My example is equipped with a 540 Mabuchi motor, 19T pinion gear, period-correct differential, full ball bearings, oil dampers in the rear, modern electronics and battery, and operational LEDs installed in the front and rear light buckets. In this configuration, I feel this car is a revelation. It may seem that the car is no longer the same one, and on that note I could agree - this has more to do with the potential of the chassis, both in handling and in presence.

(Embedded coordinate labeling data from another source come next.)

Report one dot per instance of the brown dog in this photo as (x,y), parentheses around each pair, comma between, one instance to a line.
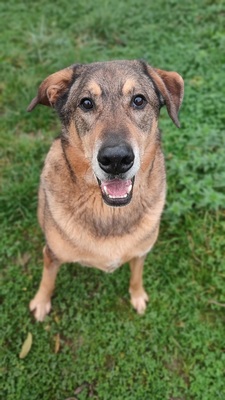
(103,185)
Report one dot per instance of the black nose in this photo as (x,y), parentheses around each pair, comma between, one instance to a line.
(116,159)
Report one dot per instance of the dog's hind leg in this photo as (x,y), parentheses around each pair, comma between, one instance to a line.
(138,295)
(41,303)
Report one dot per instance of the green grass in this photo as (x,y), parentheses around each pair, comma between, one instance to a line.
(176,351)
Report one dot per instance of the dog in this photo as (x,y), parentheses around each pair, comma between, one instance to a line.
(103,186)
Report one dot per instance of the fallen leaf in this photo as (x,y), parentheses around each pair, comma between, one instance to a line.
(26,346)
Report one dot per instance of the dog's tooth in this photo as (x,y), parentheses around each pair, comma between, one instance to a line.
(117,197)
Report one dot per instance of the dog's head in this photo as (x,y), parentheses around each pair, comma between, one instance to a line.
(109,113)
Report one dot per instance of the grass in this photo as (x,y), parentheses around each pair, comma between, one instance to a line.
(93,345)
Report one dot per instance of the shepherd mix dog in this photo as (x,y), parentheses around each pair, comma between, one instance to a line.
(103,185)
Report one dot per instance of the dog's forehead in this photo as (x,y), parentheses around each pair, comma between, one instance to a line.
(119,76)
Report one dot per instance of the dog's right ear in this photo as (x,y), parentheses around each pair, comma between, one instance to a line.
(52,87)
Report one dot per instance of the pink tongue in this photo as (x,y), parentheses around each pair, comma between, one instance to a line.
(116,187)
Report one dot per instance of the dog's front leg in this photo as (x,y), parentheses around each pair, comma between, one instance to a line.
(138,295)
(41,303)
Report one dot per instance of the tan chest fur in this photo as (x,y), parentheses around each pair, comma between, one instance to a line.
(79,227)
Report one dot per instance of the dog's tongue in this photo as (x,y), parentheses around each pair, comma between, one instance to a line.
(116,187)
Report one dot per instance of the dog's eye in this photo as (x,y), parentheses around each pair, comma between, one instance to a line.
(139,101)
(86,104)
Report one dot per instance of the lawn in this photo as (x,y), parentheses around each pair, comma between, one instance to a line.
(93,345)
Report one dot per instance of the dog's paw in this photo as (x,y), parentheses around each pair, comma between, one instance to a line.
(139,302)
(40,307)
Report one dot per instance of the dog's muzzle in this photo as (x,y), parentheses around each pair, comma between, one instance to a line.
(115,161)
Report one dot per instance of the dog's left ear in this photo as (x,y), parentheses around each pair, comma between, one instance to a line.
(171,87)
(52,87)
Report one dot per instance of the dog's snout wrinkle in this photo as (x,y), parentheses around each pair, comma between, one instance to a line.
(116,159)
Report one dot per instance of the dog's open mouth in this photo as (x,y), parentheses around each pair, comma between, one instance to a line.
(117,192)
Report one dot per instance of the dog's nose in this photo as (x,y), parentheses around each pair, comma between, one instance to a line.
(116,159)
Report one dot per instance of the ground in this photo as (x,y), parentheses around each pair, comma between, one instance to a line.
(93,345)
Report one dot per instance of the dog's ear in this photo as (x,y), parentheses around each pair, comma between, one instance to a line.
(51,88)
(171,88)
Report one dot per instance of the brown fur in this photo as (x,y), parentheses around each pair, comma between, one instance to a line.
(78,225)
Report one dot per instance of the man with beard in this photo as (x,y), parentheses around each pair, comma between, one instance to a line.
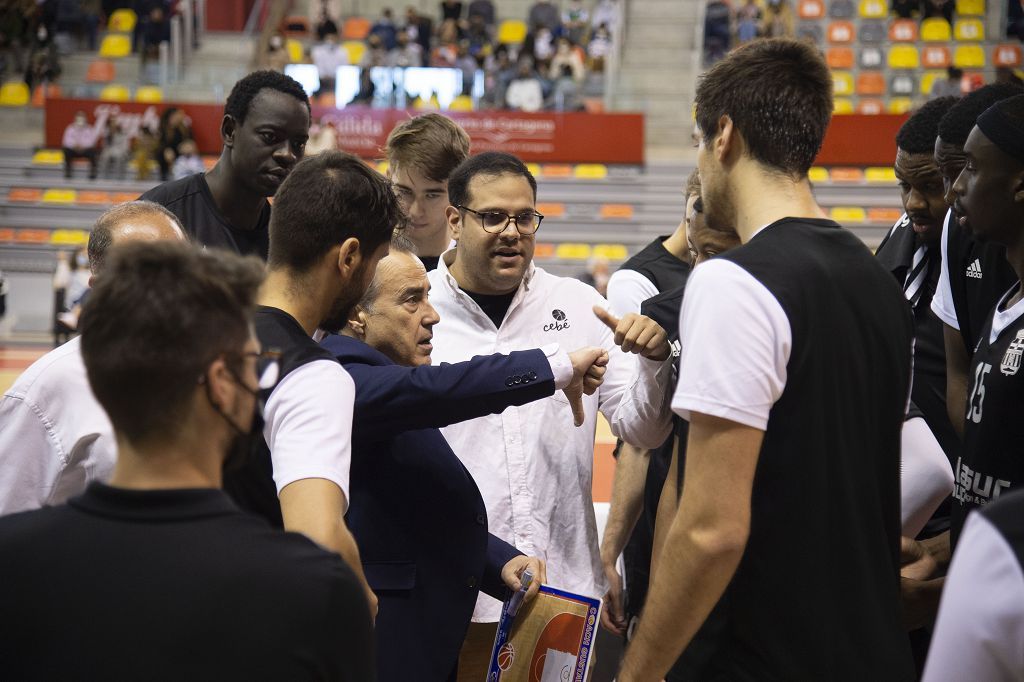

The O.R.V. chassis is actually quite stable at speed, and the car feels well-planted on its wide tires. Ground clearance is very good and so unlike some modern (and more scale) offerings, the Lancia Rally clears many obstacles with minimal effort. It is very possible to drive it like a true rally car, flicking reverse heading into a turn and going into full opposite-lock through a corner on loose dirt. If fortunate enough to drive on stock wheels and tires, one may find that they are more than sufficient for handling dirt and pavement while maintaining a semi-realistic appearance. With LEDs installed - especially active ones (i.e.: ones that can mimic brake functions) - the entire experience is enhanced immensely. With a 19T pinion gear installed, the tallest gearing available, the example I own picks ups speed at a pace wholly unexpected in a vintage car, especially a non-buggy (technically). I personally remember my drive with the Lancia as the most fun I have had in a long time!

That being said, though, be sure to pay attention to the surroundings to avoid collisions and therefore excessive damage. But respecting one's vehicle is usually a good tip for any RC enthusiast.

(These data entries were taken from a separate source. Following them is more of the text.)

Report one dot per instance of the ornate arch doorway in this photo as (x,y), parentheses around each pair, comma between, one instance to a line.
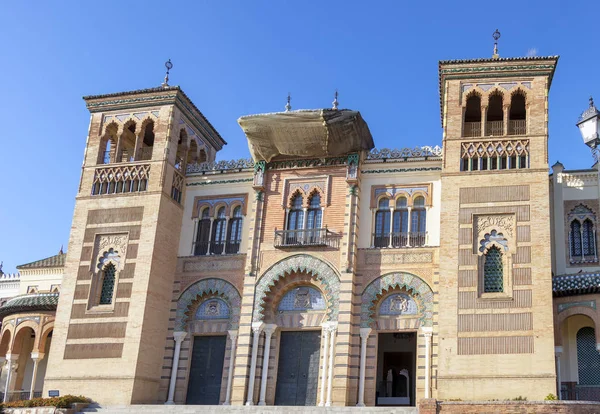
(396,315)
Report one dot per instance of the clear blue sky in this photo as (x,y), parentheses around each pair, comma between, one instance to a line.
(241,57)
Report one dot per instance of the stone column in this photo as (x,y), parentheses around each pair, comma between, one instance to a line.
(324,366)
(364,337)
(256,330)
(36,357)
(178,336)
(428,332)
(332,331)
(269,329)
(558,353)
(233,340)
(10,365)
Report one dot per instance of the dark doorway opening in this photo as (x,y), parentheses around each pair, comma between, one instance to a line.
(298,370)
(206,371)
(396,367)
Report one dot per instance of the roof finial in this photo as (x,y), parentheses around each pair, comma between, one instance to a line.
(496,36)
(288,107)
(169,66)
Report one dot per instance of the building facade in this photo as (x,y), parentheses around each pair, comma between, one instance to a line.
(324,271)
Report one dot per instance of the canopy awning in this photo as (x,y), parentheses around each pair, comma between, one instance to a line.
(306,133)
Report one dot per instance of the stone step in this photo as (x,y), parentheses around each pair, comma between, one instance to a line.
(240,409)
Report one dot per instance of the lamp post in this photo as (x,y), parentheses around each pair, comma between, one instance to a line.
(589,126)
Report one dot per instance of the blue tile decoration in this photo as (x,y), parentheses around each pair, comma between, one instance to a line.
(303,298)
(418,290)
(293,264)
(226,291)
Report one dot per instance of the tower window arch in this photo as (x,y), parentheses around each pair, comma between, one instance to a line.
(582,235)
(472,120)
(234,233)
(517,123)
(418,224)
(218,234)
(495,115)
(382,224)
(400,223)
(203,233)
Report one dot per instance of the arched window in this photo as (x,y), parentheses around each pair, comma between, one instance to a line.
(575,239)
(400,229)
(495,116)
(382,224)
(314,220)
(589,239)
(145,151)
(517,115)
(588,358)
(108,284)
(234,233)
(218,235)
(418,224)
(203,233)
(295,222)
(493,271)
(472,124)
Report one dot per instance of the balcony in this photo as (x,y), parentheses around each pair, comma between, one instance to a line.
(205,248)
(306,238)
(472,129)
(517,127)
(494,128)
(399,240)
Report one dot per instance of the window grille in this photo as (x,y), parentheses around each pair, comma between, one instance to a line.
(493,272)
(588,358)
(108,284)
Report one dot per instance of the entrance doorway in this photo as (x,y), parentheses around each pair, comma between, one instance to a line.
(298,370)
(206,372)
(396,367)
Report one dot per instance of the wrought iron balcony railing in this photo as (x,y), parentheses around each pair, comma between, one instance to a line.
(400,240)
(306,238)
(205,248)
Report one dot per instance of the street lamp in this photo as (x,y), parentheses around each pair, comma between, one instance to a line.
(589,126)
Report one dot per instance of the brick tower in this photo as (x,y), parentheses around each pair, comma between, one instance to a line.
(116,294)
(495,310)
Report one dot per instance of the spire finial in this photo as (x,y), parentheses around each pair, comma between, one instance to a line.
(169,66)
(496,36)
(288,106)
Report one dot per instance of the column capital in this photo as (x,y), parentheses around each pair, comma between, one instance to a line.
(37,356)
(427,331)
(179,335)
(257,327)
(365,332)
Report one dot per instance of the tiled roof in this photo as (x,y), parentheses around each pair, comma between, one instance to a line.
(52,261)
(577,284)
(29,303)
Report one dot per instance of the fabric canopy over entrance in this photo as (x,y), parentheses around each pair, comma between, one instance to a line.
(306,133)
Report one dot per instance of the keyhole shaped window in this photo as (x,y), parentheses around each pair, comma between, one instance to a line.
(108,284)
(313,221)
(296,214)
(493,271)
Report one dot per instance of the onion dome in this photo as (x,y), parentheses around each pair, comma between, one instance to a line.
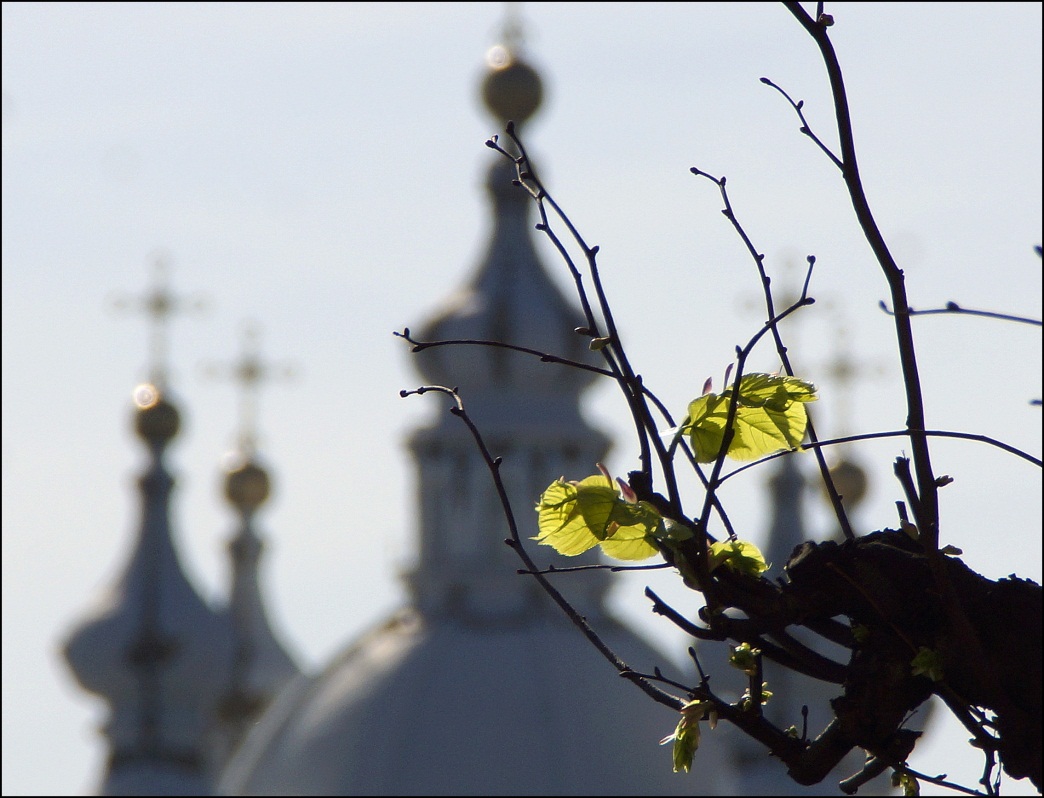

As I continue driving my Lancia Rally, I am sure that more flaws will turn up, but then maybe some more good points will too. It can be fast, agile, capable, and so charismatic, especially as a vintage racer...

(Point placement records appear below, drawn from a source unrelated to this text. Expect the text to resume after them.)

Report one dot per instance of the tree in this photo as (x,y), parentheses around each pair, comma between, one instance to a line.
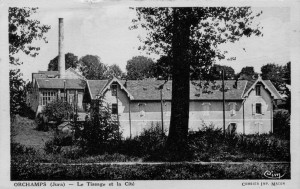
(214,73)
(70,59)
(247,73)
(274,73)
(23,30)
(17,92)
(92,68)
(114,70)
(287,73)
(102,130)
(190,37)
(162,68)
(139,67)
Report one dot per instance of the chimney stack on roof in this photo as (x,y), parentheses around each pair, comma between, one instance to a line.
(61,53)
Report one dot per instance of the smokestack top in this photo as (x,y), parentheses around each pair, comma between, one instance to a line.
(61,52)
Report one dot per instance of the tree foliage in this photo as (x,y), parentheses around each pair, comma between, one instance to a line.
(114,70)
(214,73)
(17,92)
(71,61)
(23,31)
(190,38)
(139,67)
(247,73)
(102,130)
(92,68)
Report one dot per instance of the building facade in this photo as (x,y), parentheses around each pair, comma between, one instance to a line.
(140,104)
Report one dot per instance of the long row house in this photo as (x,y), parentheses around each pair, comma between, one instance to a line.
(138,104)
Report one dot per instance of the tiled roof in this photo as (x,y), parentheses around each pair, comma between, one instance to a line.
(95,86)
(147,90)
(268,84)
(272,89)
(55,83)
(49,72)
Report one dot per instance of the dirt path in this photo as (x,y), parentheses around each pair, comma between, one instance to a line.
(165,163)
(24,132)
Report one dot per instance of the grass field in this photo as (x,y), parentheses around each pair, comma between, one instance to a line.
(24,132)
(30,162)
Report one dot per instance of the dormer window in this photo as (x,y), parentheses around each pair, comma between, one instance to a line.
(257,90)
(114,90)
(258,108)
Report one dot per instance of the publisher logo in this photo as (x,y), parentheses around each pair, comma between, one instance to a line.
(273,175)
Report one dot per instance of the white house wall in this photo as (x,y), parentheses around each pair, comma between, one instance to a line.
(146,113)
(258,123)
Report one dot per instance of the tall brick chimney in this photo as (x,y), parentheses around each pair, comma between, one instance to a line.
(61,52)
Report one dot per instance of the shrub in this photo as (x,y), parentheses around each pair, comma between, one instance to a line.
(101,133)
(206,142)
(148,145)
(58,110)
(19,149)
(281,123)
(72,152)
(54,145)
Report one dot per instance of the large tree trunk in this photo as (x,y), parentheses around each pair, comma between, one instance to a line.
(177,140)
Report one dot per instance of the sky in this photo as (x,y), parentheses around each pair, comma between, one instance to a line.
(104,31)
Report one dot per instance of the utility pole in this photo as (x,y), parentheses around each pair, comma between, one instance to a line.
(223,90)
(162,111)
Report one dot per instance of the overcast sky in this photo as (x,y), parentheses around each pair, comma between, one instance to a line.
(103,31)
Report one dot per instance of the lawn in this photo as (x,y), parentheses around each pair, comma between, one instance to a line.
(25,133)
(31,162)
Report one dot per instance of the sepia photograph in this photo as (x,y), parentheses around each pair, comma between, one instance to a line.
(107,91)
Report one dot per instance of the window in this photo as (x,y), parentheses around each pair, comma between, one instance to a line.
(114,109)
(232,108)
(114,90)
(258,108)
(206,108)
(231,128)
(257,90)
(48,96)
(63,95)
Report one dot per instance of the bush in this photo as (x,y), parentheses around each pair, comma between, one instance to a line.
(148,145)
(19,149)
(281,123)
(72,152)
(58,110)
(101,133)
(54,145)
(205,142)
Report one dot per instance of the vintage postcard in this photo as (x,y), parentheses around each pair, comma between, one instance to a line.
(134,94)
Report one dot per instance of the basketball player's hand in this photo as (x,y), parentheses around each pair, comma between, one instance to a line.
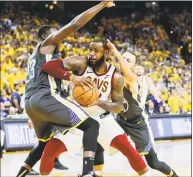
(81,80)
(108,3)
(112,47)
(30,124)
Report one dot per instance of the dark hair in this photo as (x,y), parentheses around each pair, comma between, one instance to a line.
(42,30)
(103,41)
(133,53)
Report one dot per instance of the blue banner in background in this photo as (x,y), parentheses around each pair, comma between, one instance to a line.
(19,137)
(171,127)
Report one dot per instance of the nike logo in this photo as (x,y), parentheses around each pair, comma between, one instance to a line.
(89,71)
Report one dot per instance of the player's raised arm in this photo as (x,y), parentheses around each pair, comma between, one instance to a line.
(117,97)
(125,68)
(75,24)
(152,89)
(60,69)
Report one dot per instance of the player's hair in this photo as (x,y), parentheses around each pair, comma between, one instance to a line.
(133,53)
(42,30)
(103,41)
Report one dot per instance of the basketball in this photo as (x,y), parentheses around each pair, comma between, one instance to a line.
(85,95)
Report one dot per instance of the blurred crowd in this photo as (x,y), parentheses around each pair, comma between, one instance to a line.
(165,57)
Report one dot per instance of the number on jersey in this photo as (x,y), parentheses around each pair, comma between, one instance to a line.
(31,66)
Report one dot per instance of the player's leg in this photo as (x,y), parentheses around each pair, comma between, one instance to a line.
(116,138)
(52,150)
(44,132)
(154,163)
(59,112)
(151,157)
(99,160)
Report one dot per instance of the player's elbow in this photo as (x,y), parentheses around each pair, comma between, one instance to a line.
(76,25)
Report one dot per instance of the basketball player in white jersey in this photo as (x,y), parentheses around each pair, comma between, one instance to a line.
(133,119)
(110,84)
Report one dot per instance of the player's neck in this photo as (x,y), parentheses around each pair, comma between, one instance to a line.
(101,69)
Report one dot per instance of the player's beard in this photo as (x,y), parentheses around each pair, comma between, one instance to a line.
(97,63)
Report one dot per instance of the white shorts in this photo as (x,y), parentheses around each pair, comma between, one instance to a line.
(109,129)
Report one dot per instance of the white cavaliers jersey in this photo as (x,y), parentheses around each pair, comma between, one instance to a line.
(103,83)
(143,89)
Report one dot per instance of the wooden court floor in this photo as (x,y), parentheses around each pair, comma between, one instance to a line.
(176,154)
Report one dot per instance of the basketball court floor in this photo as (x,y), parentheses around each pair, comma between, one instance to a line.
(176,153)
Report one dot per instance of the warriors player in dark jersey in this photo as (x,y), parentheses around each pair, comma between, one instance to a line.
(45,107)
(134,120)
(110,85)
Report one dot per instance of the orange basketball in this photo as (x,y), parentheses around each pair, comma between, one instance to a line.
(85,95)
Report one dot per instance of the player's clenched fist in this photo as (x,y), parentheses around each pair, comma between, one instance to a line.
(109,3)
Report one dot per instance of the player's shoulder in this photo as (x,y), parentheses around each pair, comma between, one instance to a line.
(118,80)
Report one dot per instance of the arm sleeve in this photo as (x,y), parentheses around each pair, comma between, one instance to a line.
(56,69)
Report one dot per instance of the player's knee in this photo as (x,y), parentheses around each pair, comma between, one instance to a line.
(36,153)
(44,173)
(153,162)
(94,125)
(99,156)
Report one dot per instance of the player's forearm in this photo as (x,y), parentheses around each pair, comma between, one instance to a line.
(86,16)
(127,73)
(56,69)
(15,101)
(111,106)
(76,23)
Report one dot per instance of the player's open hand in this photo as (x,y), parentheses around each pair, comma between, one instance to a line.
(81,80)
(112,47)
(109,3)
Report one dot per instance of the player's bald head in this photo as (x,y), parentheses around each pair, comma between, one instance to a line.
(130,57)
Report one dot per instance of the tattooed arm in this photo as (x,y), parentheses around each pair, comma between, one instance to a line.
(59,69)
(116,105)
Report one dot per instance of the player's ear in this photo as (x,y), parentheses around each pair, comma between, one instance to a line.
(44,36)
(106,53)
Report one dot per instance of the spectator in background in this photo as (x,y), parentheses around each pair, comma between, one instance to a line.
(150,108)
(16,98)
(6,105)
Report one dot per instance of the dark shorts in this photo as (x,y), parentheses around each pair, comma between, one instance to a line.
(140,132)
(50,113)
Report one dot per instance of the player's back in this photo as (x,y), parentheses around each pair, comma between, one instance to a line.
(36,79)
(133,107)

Owning, building, and driving this car really is a dream come true - mine will certainly be cherished. If a good example is available, you like the look, and you have the money, go for it - I can say that when built up right, it can be the classic or neoclassic runner you are looking for!

SubaruBrattJunkie

10/7/2004 2:35:07 AM

Due to a mis read on my part, the review below says the tires will fit the Wheeler, they will not. They were for the Frog as after market, Brat same and Opel as stock, hope this clears up my mistake!

SubaruBrattJunkie

10/1/2004 11:51:02 AM

This is a great car. It was driven by the great Walter Rohrl to many championships. The real car did not have the light kit on it, and was marked a little differently, but for 1983, it was a great attempt to recreate a great car. This car never sold worth a darn in the states, and I doubt it did that much better in Europe. It is a rare car today and was then. It shares several components from several other Tamiya cars, big surprise there. The tires were also used on the Opel and the Wheeler. Try finding a front set! It says they were an option for the Brat, but I have yet to come across one with them on it. It is the Brat/Frog chassis to build and there are no surprises there. I built this car out of all new parts. Some were very difficult and expensive to aquire. I have the rediculous front bumper and mount for it, but I refuse to install it. It is way too hokey. The body is another mater. I can't imagine a young kid attempting this body. It was a real challenge, and I did the re-release first. The stickers are nothing like the re-release. I used an original body set, and the stickers were old and hard to work with. I painted mine pearl white. It looks stunning. I also ran down original period radio gear and installed it. I put LED's in the lights with a seperate switch and soldered the leads to the underside of the MSC. For a 21 year old car, it is a great looker. It has the 380 in it, so it is slow as all get out, but it won't be going far. I am glad I built one and dissagree with the folks that think it looks funny. You haven't stared at one long enough. In nib and new built, these are very hard to come by. I wish everyone could have one, but the re-release is about as close as most are going to get. It will be the new star of my show room. Thanks to bcollection and several others for making this possible, and Jim Sourbeck as usual.